Job is commanded to pray for his friends. God accepts the prayer. Everything is back to normal… well sort of.
Job’s sons and daughters were still dead. Or were they? It’s unclear.
Remember at the beginning, when I gave some numbers of Job’s “belongings”? Well now that this whole ordeal was over, God replenished Job’s stuff for him. He got some new sons and daughters. He got some more livestock. Job’s brothers and sisters even showed up and each one of them gave Job a piece of silver and a gold ring.

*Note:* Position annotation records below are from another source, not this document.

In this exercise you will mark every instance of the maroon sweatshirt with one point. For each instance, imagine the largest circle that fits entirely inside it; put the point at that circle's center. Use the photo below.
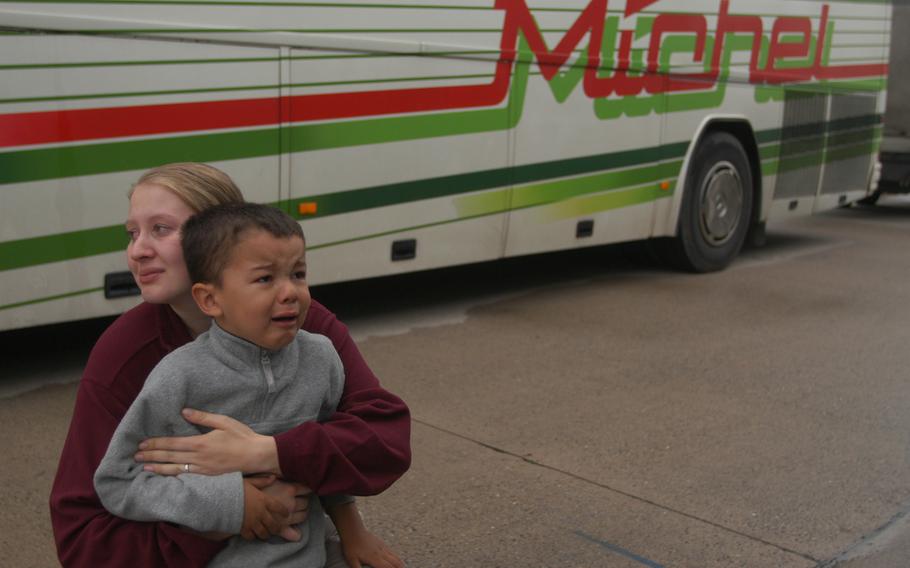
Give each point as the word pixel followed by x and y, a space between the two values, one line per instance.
pixel 361 450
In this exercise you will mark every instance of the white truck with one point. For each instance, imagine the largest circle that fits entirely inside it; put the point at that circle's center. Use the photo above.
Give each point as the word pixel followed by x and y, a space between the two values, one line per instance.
pixel 895 149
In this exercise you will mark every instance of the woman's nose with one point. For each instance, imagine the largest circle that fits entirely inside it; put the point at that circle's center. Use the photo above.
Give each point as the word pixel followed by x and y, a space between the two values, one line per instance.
pixel 139 248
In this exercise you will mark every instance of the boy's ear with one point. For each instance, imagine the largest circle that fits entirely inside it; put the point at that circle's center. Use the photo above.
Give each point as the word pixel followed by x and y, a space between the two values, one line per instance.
pixel 204 295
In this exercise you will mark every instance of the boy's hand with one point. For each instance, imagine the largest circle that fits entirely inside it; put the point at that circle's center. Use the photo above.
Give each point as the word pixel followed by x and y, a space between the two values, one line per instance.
pixel 263 515
pixel 295 497
pixel 366 549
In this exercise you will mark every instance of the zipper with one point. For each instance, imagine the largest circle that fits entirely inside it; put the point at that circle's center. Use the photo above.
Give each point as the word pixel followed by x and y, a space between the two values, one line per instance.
pixel 266 363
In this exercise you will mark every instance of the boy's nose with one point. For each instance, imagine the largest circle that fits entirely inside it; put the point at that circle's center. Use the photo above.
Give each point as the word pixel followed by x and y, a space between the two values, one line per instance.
pixel 288 292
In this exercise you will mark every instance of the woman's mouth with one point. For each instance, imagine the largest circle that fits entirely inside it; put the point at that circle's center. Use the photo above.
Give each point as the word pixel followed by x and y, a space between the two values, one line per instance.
pixel 149 276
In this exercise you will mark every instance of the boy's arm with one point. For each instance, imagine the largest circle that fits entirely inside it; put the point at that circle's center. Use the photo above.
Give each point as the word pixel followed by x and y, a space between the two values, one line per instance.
pixel 202 503
pixel 360 546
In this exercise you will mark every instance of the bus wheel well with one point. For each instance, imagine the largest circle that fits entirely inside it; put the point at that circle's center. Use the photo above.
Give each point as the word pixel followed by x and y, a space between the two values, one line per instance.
pixel 743 132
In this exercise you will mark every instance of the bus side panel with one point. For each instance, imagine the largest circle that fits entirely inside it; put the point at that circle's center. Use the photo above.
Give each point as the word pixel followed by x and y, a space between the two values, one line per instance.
pixel 85 116
pixel 378 180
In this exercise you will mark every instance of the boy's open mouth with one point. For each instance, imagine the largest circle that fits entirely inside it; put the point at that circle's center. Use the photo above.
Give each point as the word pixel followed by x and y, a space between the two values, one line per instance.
pixel 285 318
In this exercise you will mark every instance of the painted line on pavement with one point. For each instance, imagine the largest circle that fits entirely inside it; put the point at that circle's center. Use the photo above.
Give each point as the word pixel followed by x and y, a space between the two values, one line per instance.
pixel 619 550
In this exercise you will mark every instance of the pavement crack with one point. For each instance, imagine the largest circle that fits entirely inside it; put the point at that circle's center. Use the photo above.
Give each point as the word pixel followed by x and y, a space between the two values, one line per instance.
pixel 868 542
pixel 623 493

Job’s stuff after the ordeal:
- Unknown pieces of silver and gold (+)
- 7 sons (break even)
- 3 daughters (this is a net gain because they were more beautiful than before)
- 14,000 sheep (+7,000)
- 6,000 camels (+3,000)
- 1,000 yoke of oxen (+500 yoke)
- 1,000 donkeys (+500)
- 0 servants (Large (unspecified) loss of servants)
Job lived to the ripe age of 140. Not bad.
So how does all of this relate to the Notre Dame cathedral burning up?
The moral of the Book of Job seems to be that bad things happen to good people (or buildings), but it’s all in God’s/Satan’s plan.
Based on all the donations pouring in from the top one percent bazillionaires, I would say that just like Job’s life after his ordeal, the cathedral is going to get a kick-ass makeover. We just have to be patient, trust in God, and repent. Some animal sacrifices might go a long way to help.
Like the message in my student bible said, it’s more about eloquence than rigorous logic.